The gospel writer you call Luke—not his real name, but
what does it matter anymore?—Luke compresses 30 years of life and development
into that sentence: “And the child grew and became strong and full of
wisdom,” and that is certainly true. And
I, in the form of this fluttering spirit, saw it all. And it amazed me then, as it amazes me now,
that God chose to become one of us, and
that through that choosing, through that incarnation, our salvation has
come. And in the two millennia I have looked
on, I have seen empires come and empires go, I’ve seen armies rise and fall,
and rulers and nations proclaim themselves “indispensable” and “eternal,” and
the greatest there ever was. But God did
not choose to become manifest in that way.

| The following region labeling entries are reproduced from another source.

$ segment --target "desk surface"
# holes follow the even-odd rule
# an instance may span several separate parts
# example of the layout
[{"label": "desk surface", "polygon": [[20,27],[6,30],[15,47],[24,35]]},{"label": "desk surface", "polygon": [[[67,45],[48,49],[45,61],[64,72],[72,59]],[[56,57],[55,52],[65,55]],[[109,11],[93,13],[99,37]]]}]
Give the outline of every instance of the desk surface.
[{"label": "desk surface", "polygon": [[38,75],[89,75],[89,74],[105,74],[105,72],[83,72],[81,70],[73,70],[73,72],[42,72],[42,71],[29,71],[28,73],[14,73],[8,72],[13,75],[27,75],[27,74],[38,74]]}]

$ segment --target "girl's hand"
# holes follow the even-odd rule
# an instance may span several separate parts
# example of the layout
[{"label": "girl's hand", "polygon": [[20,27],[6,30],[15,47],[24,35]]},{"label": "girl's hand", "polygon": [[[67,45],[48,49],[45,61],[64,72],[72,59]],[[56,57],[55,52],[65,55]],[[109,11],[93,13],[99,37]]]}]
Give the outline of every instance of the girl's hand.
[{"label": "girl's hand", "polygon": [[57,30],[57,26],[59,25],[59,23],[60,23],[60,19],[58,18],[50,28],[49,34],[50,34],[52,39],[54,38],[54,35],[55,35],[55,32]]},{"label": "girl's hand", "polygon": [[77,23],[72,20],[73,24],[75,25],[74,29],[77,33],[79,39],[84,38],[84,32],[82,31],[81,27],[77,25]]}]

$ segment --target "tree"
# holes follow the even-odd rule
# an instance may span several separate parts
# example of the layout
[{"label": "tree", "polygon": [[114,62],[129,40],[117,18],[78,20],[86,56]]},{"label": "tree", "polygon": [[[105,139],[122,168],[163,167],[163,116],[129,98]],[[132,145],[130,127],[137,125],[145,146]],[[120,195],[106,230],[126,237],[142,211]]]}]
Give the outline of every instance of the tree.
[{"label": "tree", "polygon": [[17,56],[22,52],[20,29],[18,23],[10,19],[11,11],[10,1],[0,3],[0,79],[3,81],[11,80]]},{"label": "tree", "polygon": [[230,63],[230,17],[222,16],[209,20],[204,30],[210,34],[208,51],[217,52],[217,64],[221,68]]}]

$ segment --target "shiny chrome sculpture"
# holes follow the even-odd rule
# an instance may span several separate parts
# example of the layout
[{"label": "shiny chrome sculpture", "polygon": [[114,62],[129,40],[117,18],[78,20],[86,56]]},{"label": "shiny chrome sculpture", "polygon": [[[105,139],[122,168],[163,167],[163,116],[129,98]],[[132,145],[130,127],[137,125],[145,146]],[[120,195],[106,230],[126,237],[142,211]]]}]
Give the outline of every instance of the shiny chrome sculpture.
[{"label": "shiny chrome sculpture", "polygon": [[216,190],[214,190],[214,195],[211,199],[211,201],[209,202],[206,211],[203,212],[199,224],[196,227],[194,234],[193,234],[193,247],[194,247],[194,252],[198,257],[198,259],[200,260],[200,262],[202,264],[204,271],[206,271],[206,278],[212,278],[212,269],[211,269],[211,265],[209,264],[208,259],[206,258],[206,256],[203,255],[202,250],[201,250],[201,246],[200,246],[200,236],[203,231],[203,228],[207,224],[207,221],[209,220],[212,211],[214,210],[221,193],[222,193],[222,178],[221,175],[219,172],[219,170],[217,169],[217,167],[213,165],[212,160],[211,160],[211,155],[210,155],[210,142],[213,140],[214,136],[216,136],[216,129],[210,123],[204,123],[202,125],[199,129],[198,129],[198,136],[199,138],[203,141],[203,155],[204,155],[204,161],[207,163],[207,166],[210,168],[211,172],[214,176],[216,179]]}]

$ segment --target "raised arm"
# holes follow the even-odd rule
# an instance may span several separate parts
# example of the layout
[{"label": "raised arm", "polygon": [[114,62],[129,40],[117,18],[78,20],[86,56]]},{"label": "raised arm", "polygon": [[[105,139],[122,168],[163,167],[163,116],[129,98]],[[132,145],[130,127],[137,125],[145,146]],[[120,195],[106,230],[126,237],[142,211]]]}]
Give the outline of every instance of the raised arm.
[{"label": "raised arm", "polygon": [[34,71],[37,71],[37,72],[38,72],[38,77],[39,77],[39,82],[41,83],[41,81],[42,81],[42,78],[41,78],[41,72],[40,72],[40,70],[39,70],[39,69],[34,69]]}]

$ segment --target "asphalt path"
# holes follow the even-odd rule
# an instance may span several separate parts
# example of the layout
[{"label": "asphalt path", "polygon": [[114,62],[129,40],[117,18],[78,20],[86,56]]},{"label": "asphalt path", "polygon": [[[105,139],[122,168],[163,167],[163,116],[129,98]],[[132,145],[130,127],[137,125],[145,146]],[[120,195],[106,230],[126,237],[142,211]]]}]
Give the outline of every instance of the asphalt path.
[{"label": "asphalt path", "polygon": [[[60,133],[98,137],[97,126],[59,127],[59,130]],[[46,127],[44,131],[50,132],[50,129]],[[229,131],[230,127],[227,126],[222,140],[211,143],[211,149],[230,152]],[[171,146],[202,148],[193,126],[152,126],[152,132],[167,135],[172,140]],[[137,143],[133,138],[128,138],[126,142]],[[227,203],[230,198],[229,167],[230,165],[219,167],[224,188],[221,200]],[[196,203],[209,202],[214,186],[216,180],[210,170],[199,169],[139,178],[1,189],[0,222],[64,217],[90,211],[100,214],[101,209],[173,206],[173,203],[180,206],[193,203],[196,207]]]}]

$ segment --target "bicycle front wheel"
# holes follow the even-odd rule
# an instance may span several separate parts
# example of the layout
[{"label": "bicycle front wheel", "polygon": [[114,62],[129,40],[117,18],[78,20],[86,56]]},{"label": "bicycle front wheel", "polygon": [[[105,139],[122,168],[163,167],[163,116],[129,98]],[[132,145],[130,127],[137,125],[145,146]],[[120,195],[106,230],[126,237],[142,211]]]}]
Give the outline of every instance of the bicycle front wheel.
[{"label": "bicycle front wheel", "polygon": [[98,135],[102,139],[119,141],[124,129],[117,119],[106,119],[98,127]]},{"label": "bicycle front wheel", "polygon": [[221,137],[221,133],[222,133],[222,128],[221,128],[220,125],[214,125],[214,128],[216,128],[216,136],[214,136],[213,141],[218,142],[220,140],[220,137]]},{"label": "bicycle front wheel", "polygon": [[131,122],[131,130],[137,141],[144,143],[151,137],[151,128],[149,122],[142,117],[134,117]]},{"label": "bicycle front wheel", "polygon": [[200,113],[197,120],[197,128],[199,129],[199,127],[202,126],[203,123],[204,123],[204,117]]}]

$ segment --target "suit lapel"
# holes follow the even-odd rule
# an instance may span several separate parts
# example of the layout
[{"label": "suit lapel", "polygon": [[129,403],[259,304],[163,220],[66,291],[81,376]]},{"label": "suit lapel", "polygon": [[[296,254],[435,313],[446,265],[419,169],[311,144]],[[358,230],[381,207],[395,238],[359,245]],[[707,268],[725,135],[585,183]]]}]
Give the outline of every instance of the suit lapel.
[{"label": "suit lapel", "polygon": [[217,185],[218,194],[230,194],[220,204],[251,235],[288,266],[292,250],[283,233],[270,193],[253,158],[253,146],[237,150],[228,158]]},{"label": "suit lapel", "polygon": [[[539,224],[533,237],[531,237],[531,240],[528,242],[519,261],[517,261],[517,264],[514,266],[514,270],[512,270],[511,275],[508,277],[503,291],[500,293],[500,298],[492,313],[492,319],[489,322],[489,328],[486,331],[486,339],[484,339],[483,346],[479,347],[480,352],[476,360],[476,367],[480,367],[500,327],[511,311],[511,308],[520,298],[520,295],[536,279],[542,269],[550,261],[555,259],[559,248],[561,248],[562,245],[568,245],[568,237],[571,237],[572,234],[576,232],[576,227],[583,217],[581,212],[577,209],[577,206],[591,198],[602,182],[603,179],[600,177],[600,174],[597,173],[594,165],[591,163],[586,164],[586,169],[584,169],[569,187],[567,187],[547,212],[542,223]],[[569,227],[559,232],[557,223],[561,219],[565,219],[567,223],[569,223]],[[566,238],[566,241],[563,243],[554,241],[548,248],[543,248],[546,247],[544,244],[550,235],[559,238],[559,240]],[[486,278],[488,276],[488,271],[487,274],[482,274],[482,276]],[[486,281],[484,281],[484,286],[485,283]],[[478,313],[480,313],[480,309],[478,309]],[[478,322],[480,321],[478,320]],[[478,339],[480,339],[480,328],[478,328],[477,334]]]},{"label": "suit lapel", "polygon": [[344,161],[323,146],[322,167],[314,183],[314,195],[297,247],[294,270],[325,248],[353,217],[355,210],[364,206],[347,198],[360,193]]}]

As Martin Luther put it, God became small for us. God came down, not as a mighty king or
president, not to crush Romans or vanquish enemies, but as an infant, the most
helpless thing imaginable. God came
down, not to a media-savvy consultant, or a middle-class engineer, or a
corporate CEO. God came down in
scandalous circumstance, to a couple so poor they couldn’t afford a lamb as an
offering to the Lord.
I remember the wonder and the amazement, as I held the incarnation in my hands, as I
cherished Jesus in my arms, for the briefest of moments before I died. I held him in my hands, but you hold him in
your hearts, and that’s the greatest thing of all. Amen.